Environmental and political concerns will need to be addressed. Songco said she has written the Navy and the U.S. Embassy to notify them of the provisions of the Tubbataha Law that they violated.
Philippine Sen. Loren Legarda, chair of the Senate Committee on Foreign Relations, announced Wednesday she had filed a resolution seeking an inquiry into the grounding. Protests outside the embassy in Manila intensified this week, with a large picture of the ship burned.
“We have received reports that the personnel of the U.S. Navy ship failed to coordinate closely with the personnel of the protected area even as their ship had already destroyed an estimated 10 meters of corals,” Legarda said in a statement. “A full investigation should be conducted by concerned agencies in order to strengthen existing mechanisms for protecting the World Heritage Site… Those responsible for the damage on the Tubbataha Reef should own up and pay up.”
Philippine authorities have said they intend to fine the Navy; Songco said the amount for damage to the coral is $300 per square meter. The damage area could be anywhere from 200 to 900 square meters but won’t be known until the ship is removed.
The Navy has apologized and pledged to make things right.

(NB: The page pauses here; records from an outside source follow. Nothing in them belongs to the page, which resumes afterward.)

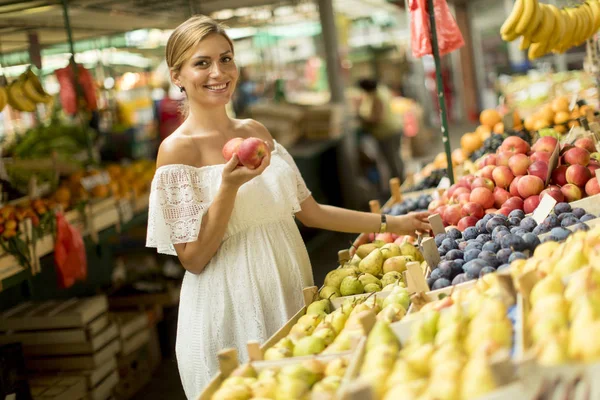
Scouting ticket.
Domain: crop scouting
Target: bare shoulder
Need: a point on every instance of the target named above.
(255, 128)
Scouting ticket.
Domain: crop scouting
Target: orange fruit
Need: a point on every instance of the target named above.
(490, 117)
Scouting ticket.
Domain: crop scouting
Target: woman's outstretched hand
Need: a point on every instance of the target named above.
(409, 224)
(235, 175)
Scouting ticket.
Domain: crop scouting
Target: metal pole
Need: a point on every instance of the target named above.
(440, 88)
(78, 89)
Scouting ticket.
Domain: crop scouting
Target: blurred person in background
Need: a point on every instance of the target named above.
(377, 121)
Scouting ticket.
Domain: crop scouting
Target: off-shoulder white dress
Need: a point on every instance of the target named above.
(254, 282)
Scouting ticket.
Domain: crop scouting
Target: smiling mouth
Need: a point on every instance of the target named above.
(218, 88)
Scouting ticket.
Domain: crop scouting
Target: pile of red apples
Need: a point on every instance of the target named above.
(515, 178)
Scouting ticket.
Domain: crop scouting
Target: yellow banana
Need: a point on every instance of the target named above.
(529, 8)
(17, 99)
(545, 29)
(508, 28)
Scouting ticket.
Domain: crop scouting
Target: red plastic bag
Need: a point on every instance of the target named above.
(449, 36)
(67, 88)
(69, 253)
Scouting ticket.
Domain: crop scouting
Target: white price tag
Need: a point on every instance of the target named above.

“A number of factors will be looked at during the course of the investigation, and a determination as to the cause of the incident will be made at a later date,” Stockman said. “Our focus is on recovering Guardian with minimal impact to the environment or to the ship. Our post-recovery actions can’t be fully determined until the ship is freed from the reef and the full extent of the damage is known.”